Introduction

If you haven’t yet, check out my article on the Velocity Painting technique.  To quickly summarize my previous work, this post processing technique varies the speeds of your model’s outer shell to give it a texture, picture or design.  This is a very cool concept and I applied it to a few different vases and to the ever faithful Skully.  While printing the Skully I noticed some EXCESSIVE ‘stringing’ in the infill of the model.  I thought nothing of it and sliced up a file for a 3D printed hand with a checkerboard pattern ‘painted’ on it.  This is when it became glaringly apparent that something was wrong.  Which led me to investigate what could be causing this Velocity Painting issue.

velocity paint issue-phoenix palm
Top print before Velocity Painting with Cura 3.6, Bottom print is after modifiying with Velocity Paint. Look at the ‘strings’!

What’s the Velocity Paint Issue?

I had to stop the print.  Something was wrong, REALLY wrong.  I haven’t had a print that looked this bad in a very, VERY long time.  The amount of stringing was so bad that I thought there was something wrong with the filament.  I loaded up the original file of the UnLimbited Phoenix hand and it started to print without issue on the same printer with the same Hobby King Transparent Red filament.  Hmmm!?

velocity paint issue-skully nose
Cura 3.6 Gcode on the Left, The Velocity Painted Cura 3.6 Code on the Right. See the travel marks?

While watching the modified file print, I had noticed what looked like stringing from excessive heat.  Except the problem wasn’t due to heat.  The extruder was extruding on some of the travel moves!  After opening the modified Gcode file, my suspicions were confirmed.  The Velocity Paint issue was in the modified Gcode.  I opened up the original Gcode and could see that problem wasn’t there.

Verifying Settings and Reslicing

I went back through my settings and verified that I hadn’t accidentally changed anything.  My infill, top/bottom, and walls were all set to the same speed.  I even changed my initial layer to being the same speed as the rest of the model.  The Velocity Paint issue remained.

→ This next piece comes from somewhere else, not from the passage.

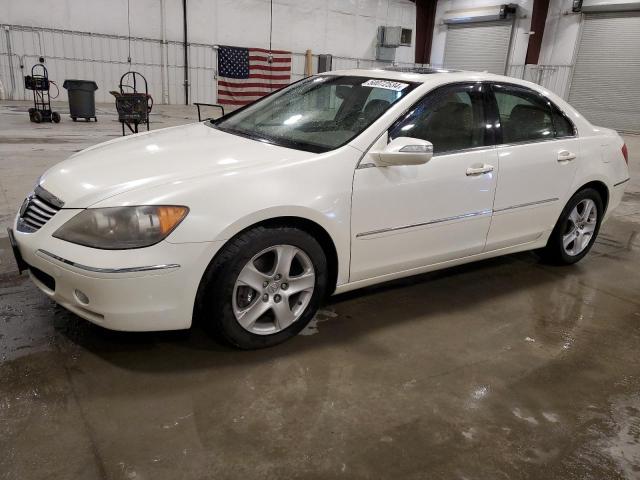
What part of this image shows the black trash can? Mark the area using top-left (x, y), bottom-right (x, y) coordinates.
top-left (62, 80), bottom-right (98, 122)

I changed the speed of the travel moves to much higher, and I changed retraction speeds.  The biggest change came from disabling retraction completely.  This cleaned up the model a little bit, as I show below, but STILL the Velocity Painting issue remained!

velocity paint issue-cura-no retract
Cura 3.6 with no retractions after Velocity Painting, you can see the issue is still there in the nose, but not the teeth.

How About a Different Slicer?

Maybe it’s something that Cura is doing?  I decided to try out KiSSlicer.  This is a pretty rough profile, but I just wanted to see if the problem was related to some kind of wipe/retraction that Cura was doing.  I sliced up my rough draft on Kisslicer and ran it through Velocity Paint.  The problem was GONE in the layer view.  I even went back and used an older version of Cura and the problem was still there.  So the problem seems to be related to however Cura handles travels.

velocity paint issues-kisslicer
Top is KISSlicer before Velocity Painting, the Bottom is after. No apparent travel lines between them.

So What Now?

I have reached out to the team at Cura and also to the Velocity Paint app’s creator, Guillaume.   I will update the article with any further information that I receive, but for now, I would hesitate to use any kind of  Velocity Painting technique with any version of Cura (as of v3.6).